Phase 1: The Strangler Fig with EC2 NGINX Proxies
Instead of a ‘big bang’ DNS cutover, we opted for a phased approach. The existing EC2 NGINX layer was retained as the primary entry point. We deployed the containerized workloads to EKS and configured the legacy NGINX proxies to route traffic selectively to the EKS internal load balancers.
Failure Mode Considerations
- What happens if a pod crashes during cutover? EKS Readiness Probes were strictly configured to ensure traffic only routed to healthy pods. If a pod crashed, the Kubernetes service immediately removed it from the endpoints list. The EC2 NGINX proxy was configured with a retry mechanism (
proxy_next_upstream error timeout http_502;) to seamlessly forward the request to another healthy pod.

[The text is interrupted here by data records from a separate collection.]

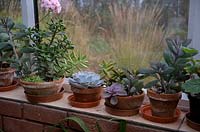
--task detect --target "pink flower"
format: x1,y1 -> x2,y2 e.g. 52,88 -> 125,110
41,0 -> 62,13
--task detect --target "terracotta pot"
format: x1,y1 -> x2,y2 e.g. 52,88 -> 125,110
188,94 -> 200,124
147,89 -> 181,117
20,79 -> 64,95
0,68 -> 15,87
0,80 -> 19,92
68,95 -> 101,108
140,105 -> 181,123
71,85 -> 103,102
105,92 -> 144,116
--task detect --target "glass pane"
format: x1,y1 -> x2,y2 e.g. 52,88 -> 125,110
39,0 -> 189,70
0,0 -> 22,23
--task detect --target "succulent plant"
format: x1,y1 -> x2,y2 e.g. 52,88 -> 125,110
140,38 -> 198,94
104,83 -> 127,105
69,71 -> 104,88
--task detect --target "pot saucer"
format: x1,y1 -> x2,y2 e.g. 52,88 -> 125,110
104,104 -> 139,116
24,88 -> 64,103
140,105 -> 181,123
0,80 -> 19,92
68,95 -> 101,108
185,113 -> 200,131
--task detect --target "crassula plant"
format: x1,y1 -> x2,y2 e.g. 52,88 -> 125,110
69,71 -> 104,88
101,62 -> 144,105
140,38 -> 198,94
22,0 -> 87,81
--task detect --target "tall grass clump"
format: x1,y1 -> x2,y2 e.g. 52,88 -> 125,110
109,4 -> 166,69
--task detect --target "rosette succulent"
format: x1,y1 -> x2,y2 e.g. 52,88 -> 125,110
104,83 -> 127,105
69,71 -> 104,88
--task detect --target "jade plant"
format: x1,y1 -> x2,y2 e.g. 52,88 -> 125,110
22,19 -> 87,81
182,60 -> 200,97
0,18 -> 26,71
100,61 -> 144,105
140,38 -> 198,93
69,71 -> 104,88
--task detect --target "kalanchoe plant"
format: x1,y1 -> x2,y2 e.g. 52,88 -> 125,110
182,60 -> 200,97
140,38 -> 198,93
69,71 -> 104,88
22,19 -> 87,81
99,61 -> 125,86
0,18 -> 26,71
104,83 -> 127,105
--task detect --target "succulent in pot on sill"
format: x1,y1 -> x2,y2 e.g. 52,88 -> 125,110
69,71 -> 104,102
101,62 -> 144,116
182,60 -> 200,124
20,0 -> 87,102
140,38 -> 198,117
0,17 -> 25,88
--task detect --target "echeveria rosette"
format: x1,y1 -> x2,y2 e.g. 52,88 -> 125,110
104,83 -> 127,105
69,71 -> 104,88
41,0 -> 62,14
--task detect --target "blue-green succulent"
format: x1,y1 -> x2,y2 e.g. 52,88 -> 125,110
69,71 -> 104,88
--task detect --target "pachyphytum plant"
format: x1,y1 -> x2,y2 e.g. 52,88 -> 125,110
69,71 -> 104,88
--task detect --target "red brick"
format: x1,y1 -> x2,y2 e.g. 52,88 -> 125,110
44,126 -> 77,132
24,104 -> 67,124
3,117 -> 43,132
0,116 -> 3,129
126,124 -> 166,132
44,126 -> 63,132
0,99 -> 22,118
68,112 -> 98,132
98,119 -> 119,132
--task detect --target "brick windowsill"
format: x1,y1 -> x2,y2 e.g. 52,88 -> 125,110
0,87 -> 196,132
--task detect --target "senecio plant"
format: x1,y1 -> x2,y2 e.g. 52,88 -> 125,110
140,38 -> 198,94
69,71 -> 104,89
100,61 -> 144,105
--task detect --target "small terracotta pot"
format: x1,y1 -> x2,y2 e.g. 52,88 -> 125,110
105,92 -> 144,116
20,79 -> 64,95
68,95 -> 101,108
0,68 -> 15,87
0,80 -> 19,92
147,89 -> 181,117
140,105 -> 181,123
25,88 -> 64,103
71,85 -> 103,102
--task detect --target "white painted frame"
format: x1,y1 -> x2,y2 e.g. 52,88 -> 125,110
21,0 -> 35,27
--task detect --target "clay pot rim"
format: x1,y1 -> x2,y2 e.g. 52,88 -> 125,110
19,78 -> 64,85
68,95 -> 101,108
116,91 -> 145,99
147,89 -> 182,100
0,67 -> 16,74
25,88 -> 64,103
70,85 -> 103,92
139,105 -> 181,123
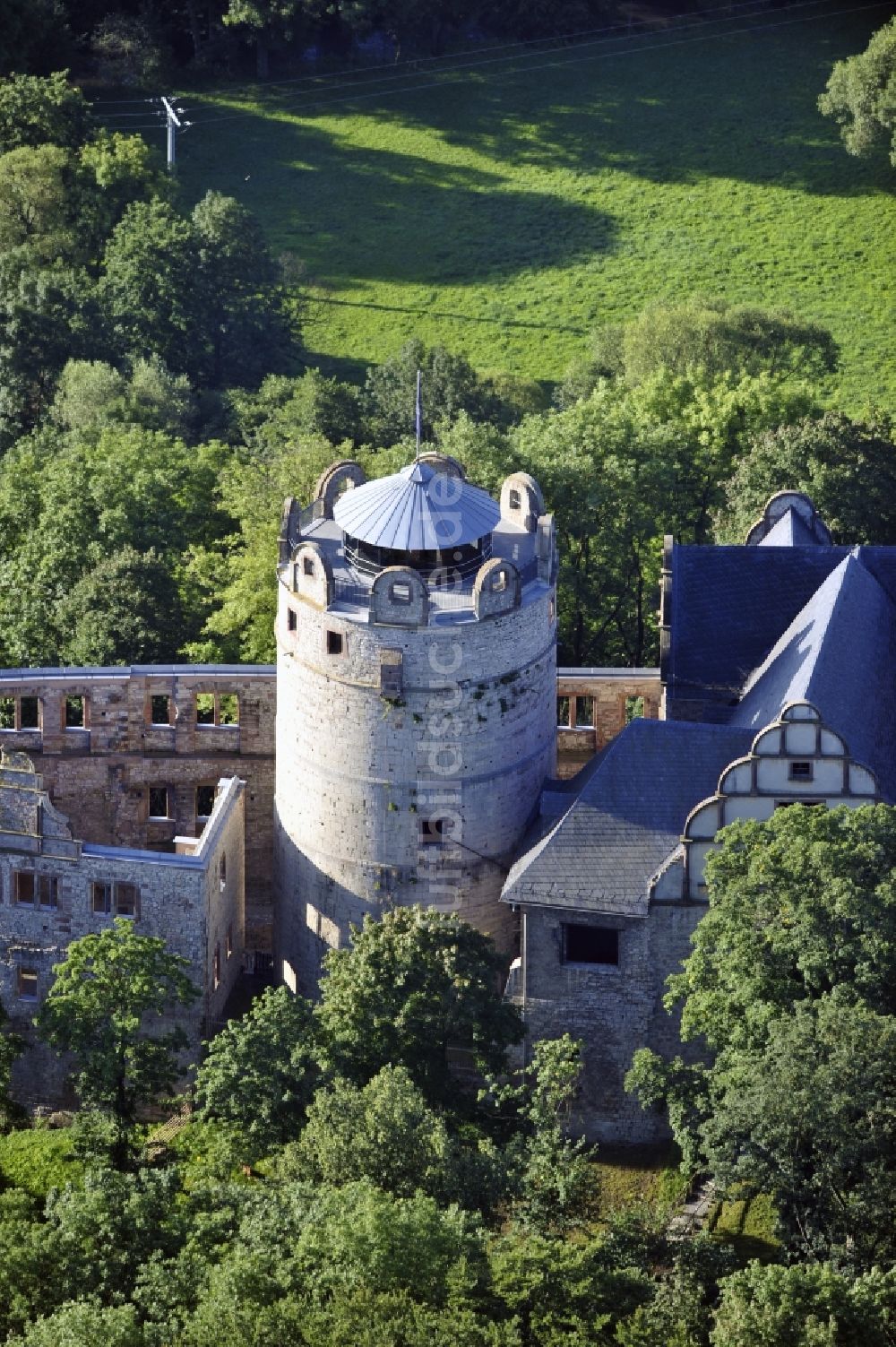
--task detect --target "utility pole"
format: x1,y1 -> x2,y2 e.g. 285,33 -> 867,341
161,94 -> 190,172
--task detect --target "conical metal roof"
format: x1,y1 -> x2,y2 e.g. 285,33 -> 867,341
332,461 -> 501,552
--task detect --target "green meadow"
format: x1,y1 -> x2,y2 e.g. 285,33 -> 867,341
179,3 -> 896,412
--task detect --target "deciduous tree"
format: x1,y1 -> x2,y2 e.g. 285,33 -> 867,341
818,19 -> 896,167
37,918 -> 200,1159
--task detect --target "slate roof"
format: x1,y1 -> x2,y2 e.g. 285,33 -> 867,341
664,546 -> 851,694
730,548 -> 896,799
756,506 -> 822,547
332,462 -> 501,552
503,720 -> 754,918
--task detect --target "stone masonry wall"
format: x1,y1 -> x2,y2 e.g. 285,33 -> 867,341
0,665 -> 276,951
276,583 -> 556,993
513,904 -> 706,1145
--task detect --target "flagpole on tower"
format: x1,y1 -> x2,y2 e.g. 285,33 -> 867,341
414,369 -> 423,458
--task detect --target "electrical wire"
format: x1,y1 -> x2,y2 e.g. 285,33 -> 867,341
150,0 -> 881,126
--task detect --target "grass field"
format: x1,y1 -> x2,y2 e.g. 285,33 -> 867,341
170,0 -> 896,410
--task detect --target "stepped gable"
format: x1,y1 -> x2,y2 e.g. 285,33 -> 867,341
730,548 -> 896,800
503,720 -> 754,918
663,544 -> 850,704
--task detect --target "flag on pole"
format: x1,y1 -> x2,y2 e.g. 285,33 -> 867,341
417,369 -> 423,458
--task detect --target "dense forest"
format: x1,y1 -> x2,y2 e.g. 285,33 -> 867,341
0,13 -> 896,1347
0,65 -> 894,667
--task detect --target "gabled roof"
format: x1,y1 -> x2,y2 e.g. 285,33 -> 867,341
664,546 -> 846,696
730,548 -> 896,799
757,508 -> 830,547
332,461 -> 501,552
503,720 -> 754,918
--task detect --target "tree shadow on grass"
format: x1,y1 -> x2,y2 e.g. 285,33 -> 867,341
182,105 -> 617,302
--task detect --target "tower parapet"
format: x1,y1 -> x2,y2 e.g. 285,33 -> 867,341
276,455 -> 556,991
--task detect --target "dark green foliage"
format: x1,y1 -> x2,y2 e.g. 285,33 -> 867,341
628,804 -> 896,1269
710,1262 -> 896,1347
37,918 -> 200,1142
364,338 -> 497,445
573,298 -> 838,393
318,907 -> 522,1106
56,546 -> 184,665
194,986 -> 321,1157
0,72 -> 91,153
0,422 -> 234,667
715,412 -> 896,544
818,19 -> 896,167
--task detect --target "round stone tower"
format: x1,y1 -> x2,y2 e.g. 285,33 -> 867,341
275,454 -> 556,994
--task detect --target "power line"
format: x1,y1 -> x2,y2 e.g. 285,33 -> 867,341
83,0 -> 840,116
155,0 -> 881,126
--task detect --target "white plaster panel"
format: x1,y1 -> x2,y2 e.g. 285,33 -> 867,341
784,721 -> 815,757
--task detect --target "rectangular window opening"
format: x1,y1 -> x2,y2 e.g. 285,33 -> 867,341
564,926 -> 618,964
575,696 -> 594,730
625,696 -> 644,725
13,870 -> 37,908
219,693 -> 240,725
18,969 -> 38,1001
150,693 -> 171,725
38,874 -> 59,908
195,693 -> 214,725
19,696 -> 40,730
65,696 -> 88,730
420,819 -> 449,846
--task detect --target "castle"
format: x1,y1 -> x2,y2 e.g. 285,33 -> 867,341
0,454 -> 878,1143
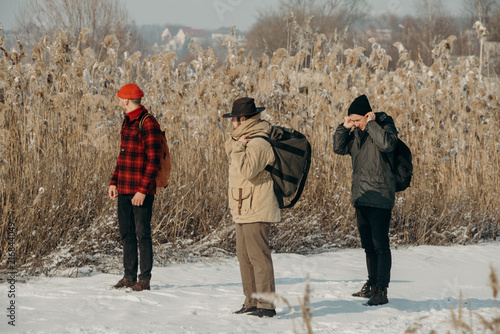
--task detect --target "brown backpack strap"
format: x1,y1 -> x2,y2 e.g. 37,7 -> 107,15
238,188 -> 243,216
139,112 -> 153,135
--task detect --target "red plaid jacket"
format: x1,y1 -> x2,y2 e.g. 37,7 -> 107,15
109,106 -> 161,195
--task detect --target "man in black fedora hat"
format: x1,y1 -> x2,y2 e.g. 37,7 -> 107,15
222,97 -> 281,317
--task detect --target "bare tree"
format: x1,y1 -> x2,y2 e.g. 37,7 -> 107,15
462,0 -> 500,27
487,10 -> 500,42
15,0 -> 141,51
247,0 -> 368,55
412,0 -> 456,64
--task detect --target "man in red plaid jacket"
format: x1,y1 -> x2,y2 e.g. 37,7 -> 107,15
108,84 -> 162,291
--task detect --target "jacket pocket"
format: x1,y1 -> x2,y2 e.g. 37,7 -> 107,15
230,187 -> 253,216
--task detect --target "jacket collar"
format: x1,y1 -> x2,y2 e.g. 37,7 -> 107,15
127,105 -> 146,122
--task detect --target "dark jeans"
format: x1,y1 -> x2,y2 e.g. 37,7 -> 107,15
118,195 -> 154,281
356,206 -> 392,287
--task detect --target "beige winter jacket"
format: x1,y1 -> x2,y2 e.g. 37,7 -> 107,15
226,115 -> 281,223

Phase 2: ALB Ingress Controller vs. Legacy NGINX
Once application stability was proven, we needed to route traffic directly to EKS. We evaluated using the AWS Load Balancer (ALB) Ingress Controller against migrating NGINX into the cluster as an Ingress Controller.
Decision: We adopted the AWS ALB Ingress Controller. Rationale: It offloaded TLS termination and WAF integrations directly to the managed AWS layer, reducing pod resource consumption. It also seamlessly integrated with AWS Certificate Manager (ACM) and Route53.

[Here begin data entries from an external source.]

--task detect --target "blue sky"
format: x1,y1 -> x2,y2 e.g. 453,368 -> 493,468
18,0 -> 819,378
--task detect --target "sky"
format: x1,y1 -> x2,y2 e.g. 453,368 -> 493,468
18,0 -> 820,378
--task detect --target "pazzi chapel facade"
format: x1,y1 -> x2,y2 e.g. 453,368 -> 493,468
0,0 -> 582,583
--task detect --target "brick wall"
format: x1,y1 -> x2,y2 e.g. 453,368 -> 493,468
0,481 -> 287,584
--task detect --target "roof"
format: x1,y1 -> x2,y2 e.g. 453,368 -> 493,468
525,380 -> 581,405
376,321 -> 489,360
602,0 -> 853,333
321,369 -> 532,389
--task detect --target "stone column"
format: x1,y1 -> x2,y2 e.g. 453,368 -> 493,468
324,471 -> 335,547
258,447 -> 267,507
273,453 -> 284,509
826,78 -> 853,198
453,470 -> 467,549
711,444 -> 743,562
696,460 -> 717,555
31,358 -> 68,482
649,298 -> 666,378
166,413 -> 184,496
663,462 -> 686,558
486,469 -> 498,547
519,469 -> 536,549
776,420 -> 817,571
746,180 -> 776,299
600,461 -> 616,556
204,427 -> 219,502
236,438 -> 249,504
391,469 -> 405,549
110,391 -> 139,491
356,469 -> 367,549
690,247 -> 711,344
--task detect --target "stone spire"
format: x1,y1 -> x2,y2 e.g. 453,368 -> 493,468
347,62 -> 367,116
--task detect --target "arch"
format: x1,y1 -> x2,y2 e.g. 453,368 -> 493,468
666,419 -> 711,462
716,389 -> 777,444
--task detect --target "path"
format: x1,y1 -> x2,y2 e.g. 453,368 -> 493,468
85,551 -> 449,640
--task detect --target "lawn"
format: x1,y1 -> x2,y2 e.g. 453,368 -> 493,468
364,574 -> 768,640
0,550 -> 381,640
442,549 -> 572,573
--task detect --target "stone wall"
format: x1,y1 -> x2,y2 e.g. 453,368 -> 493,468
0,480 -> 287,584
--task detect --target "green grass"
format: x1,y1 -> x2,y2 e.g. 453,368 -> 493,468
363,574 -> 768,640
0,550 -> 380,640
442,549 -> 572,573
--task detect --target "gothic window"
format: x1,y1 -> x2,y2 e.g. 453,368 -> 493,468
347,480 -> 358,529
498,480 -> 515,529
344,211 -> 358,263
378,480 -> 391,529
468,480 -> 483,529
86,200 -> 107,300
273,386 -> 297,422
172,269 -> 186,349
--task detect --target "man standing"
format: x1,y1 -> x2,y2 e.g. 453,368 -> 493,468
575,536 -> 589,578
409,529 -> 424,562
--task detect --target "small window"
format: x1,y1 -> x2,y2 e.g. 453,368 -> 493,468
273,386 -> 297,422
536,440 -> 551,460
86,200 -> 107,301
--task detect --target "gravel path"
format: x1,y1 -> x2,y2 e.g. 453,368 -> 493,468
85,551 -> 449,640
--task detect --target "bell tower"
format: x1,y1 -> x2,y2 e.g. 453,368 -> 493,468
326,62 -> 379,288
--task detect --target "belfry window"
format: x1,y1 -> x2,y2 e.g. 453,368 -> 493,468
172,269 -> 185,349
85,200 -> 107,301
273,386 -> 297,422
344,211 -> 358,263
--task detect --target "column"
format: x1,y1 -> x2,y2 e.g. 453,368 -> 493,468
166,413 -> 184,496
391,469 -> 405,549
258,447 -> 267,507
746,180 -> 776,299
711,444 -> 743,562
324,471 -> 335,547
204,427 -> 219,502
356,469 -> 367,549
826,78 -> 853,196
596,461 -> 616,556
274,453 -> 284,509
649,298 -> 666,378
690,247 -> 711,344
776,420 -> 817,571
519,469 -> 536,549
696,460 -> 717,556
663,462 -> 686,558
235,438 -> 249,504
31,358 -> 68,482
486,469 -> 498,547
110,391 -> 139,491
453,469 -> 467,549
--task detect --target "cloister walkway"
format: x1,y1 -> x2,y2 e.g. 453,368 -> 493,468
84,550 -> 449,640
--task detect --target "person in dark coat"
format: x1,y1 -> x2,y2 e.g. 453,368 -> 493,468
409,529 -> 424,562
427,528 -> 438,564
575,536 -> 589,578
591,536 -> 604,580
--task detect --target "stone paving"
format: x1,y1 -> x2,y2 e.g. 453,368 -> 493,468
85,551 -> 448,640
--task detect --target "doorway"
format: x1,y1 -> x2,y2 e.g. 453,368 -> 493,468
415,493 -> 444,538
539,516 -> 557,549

# Ingress configuration mapping ALB to EKS Services
apiVersion: networking.k8s.io/v1
kind: Ingress
metadata:
name: fin-api-ingress
annotations:
kubernetes.io/ingress.class: alb
alb.ingress.kubernetes.io/scheme: internet-facing
alb.ingress.kubernetes.io/target-type: ip
alb.ingress.kubernetes.io/healthcheck-path: /actuator/health
spec:
rules:
- http:
paths:
- path: /api/v1/*
pathType: Prefix
backend:
service:
name: transaction-service
port:
number: 8080
Phase 3: Handling Connection Draining
The most critical challenge was handling in-flight database transactions during pod termination (e.g., during a rolling deployment). Hard-killing a pod would leave uncommitted transactions in an ambiguous state.
We implemented a robust connection draining strategy using Kubernetes Lifecycle Hooks.

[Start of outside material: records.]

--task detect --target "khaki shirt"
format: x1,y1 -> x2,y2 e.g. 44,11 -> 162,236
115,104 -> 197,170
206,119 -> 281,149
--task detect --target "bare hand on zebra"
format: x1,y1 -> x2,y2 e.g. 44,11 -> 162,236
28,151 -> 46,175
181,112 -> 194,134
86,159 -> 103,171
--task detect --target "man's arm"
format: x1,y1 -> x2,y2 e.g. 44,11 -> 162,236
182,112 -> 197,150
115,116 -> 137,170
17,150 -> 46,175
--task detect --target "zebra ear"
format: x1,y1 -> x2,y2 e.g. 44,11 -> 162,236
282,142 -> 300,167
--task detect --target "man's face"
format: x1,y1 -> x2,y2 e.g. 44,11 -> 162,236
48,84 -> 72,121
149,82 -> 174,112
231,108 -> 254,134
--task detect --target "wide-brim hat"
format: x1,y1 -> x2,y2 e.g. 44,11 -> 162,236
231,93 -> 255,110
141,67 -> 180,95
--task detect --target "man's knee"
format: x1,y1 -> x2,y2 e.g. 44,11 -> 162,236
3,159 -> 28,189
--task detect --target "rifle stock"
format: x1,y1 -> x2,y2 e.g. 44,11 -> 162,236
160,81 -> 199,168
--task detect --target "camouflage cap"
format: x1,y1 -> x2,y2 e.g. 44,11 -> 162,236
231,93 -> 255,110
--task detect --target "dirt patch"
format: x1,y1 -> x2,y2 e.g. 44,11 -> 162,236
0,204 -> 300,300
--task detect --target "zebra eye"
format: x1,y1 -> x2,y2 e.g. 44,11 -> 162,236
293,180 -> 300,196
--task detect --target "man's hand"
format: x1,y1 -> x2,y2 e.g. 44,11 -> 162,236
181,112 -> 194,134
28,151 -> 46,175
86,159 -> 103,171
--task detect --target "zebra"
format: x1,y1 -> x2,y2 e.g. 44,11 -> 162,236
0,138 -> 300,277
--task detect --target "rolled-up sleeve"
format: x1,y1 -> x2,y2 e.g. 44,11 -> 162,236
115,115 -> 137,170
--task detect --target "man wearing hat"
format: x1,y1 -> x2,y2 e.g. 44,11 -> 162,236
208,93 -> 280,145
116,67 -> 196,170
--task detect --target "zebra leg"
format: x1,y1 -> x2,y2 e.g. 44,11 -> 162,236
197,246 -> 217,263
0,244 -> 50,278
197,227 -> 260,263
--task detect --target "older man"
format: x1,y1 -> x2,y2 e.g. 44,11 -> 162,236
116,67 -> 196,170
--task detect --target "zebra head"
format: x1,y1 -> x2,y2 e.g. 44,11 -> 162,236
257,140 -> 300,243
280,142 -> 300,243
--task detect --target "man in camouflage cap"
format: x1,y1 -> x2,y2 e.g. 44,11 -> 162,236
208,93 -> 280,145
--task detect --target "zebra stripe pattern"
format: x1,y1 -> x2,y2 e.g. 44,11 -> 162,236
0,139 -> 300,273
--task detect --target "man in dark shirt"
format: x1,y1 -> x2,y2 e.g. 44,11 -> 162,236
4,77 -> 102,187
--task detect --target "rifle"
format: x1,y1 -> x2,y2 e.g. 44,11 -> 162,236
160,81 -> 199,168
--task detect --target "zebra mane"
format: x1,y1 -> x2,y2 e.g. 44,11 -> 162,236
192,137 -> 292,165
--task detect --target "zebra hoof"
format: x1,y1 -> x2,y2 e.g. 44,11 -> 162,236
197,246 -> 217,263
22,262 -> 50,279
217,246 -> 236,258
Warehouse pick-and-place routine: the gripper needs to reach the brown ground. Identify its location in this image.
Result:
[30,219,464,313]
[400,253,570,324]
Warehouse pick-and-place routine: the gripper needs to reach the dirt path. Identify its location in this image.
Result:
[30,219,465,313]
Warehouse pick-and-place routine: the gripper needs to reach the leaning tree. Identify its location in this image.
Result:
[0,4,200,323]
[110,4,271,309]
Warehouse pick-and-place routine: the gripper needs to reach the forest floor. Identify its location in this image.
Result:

- PreStop Hook: We introduced a
preStophook that pauses termination for 30 seconds. - Spring Boot Graceful Shutdown: We enabled Spring Boot’s graceful shutdown feature.
# Pod Lifecycle Hook
lifecycle:
preStop:
exec:
command: ["/bin/sh", "-c", "sleep 30"]
# application.yml
server:
shutdown: graceful
spring:
lifecycle:
timeout-per-shutdown-phase: 30s
The Shutdown Flow
When EKS initiates a pod termination, it first removes the pod from the Service endpoints. The preStop hook forces the pod to wait, ensuring the ALB Ingress Controller has time to deregister the target and stop sending new requests. Concurrently, Spring Boot stops accepting new connections but allows existing active database transactions to commit or rollback cleanly within the 30-second window.
Conclusion
By isolating the migration into application deployment, traffic routing, and legacy decommissioning phases, we successfully migrated our transaction tier to EKS without a single dropped client request. The combination of ALB Ingress Controllers and robust pod lifecycle management forms the foundation of our current resilient architecture.